За время плавания мотолодка дважды встречала жестокие штормы и четыре менее свирепых шторма перенесла еще в Северной Атлантике. Во время самых сильных штормов лодку вместе с командой поднимали на борт «Клары Терезии» — базы, сопровождавшей «Коронет Эксплорер» во время перехода. В общей сложности «Коронет Эксплорер» пробыл на борту судна-базы 54 часа.

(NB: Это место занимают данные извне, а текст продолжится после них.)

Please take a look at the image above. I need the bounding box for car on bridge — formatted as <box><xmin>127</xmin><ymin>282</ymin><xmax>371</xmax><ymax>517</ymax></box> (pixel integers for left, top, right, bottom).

Попытки пересечь Атлантику на моторной лодке предпринимались и ранее, но все планы рушились по одной причине: из-за невозможности размещения запаса горючего на такой огромный переход. Горючее для «Коронет Эксплорер» в малых пластиковых .ёмкостях было погружено на борт «Клары Терезии».
История похода такова. Оле Ботвид, давно уже задумавший пересечь Атлантику, поделился своими соображениями с Одженгардом и Винном во время гонок Майами — Нассау. Оба спортсмена сразу же дали свое согласие на участие в трансатлантическом походе. Выбор пал на полуглиссер «Коронет Эксплорер». Друзья снабдили судно всем необходимым и в том числе — двумя рациями для связи с сопровождающим судном и с материками. Радиопеленгатор позволял удерживать судно на наивыгоднейшем курсе.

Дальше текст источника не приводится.